Children themselves can be baffled and indignant about the way that sleep robs them of consciousness. We weary grown-ups may welcome a little oblivion, but at nap time, toddlers will rage and rage against the dying of the light.
Part of the answer is that sleep helps us to learn. It may just be too hard for a brain to take in the flood of new experiences and make sense of them at the same time. Instead, our brains look at the world for a while and then shut out new input and sort through what they have seen.
Children learn in a particularly profound way. Some remarkable experiments show that even tiny babies can take in a complex statistical pattern of data and figure out the rules and principles that explain the pattern. Sleep seems to play an especially important role in this kind of learning.
In 2006, Rebecca Gómez and her colleagues at the University of Arizona taught 15-month-old babies a made-up language. The babies listened to 240 “sentences” made of nonsense words, like “Pel hiftam jic” or “Pel lago jic.” Like real sentences, these sentences followed rules. If “pel” was the first word, for instance, “jic” would always be the third one.
Half the babies heard the sentences just before they had a nap, and the other half heard them just after they woke up, and they then stayed awake.
Four hours later, the experimenters tested whether the babies had learned the “first and third” rule by seeing how long the babies listened to brand-new sentences. Some of the new sentences followed exactly the same rule as the sentences that the babies had heard earlier. Some also followed a “first and third” rule that used different nonsense words.
Remarkably, the babies who had stayed awake had learned the specific rules behind the sentences they heard four hours before—like the rule about “pel” and “jic.” Even more remarkably, the babies who had slept after the instruction seemed to learn the more abstract principle that the first and third words were important, no matter what those words actually were.

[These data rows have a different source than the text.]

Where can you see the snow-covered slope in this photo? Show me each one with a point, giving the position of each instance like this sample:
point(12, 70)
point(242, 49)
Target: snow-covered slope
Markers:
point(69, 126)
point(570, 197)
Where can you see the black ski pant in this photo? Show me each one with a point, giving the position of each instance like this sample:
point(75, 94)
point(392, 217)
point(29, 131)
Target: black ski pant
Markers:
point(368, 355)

Just this month, a paper by Ines Wilhelm at the University of Tübingen and colleagues showed that older children also learn in their sleep. In fact, they learn better than grown-ups. They showed 8-to-11-year-olds and adults a grid of eight lights that lit up over and over in a particular sequence. Half the participants saw the lights before bedtime, half saw them in the morning. After 10 to 12 hours, the experimenters asked the participants to describe the sequence. The children and adults who had stayed awake got about half the transitions right, and the adults who had slept were only a little better. But the children who had slept were almost perfect—they learned substantially better than either group of adults.
There was another twist. While the participants slept, they wore an electronic cap to measure brain activity. The children had much more “slow-wave sleep” than the adults—that’s an especially deep, dreamless kind of sleep. And both children and adults who had more slow-wave sleep learned better.
Children may sleep so much because they have so much to learn (though toddlers may find that scant consolation for the dreaded bedtime). It’s paradoxical to try to get children to learn by making them wake up early to get to school and then stay up late to finish their homework.
Colin Powell reportedly said that on the eve of the Iraq war he was sleeping like a baby—he woke up every two hours screaming. But really sleeping like a baby might make us all smarter.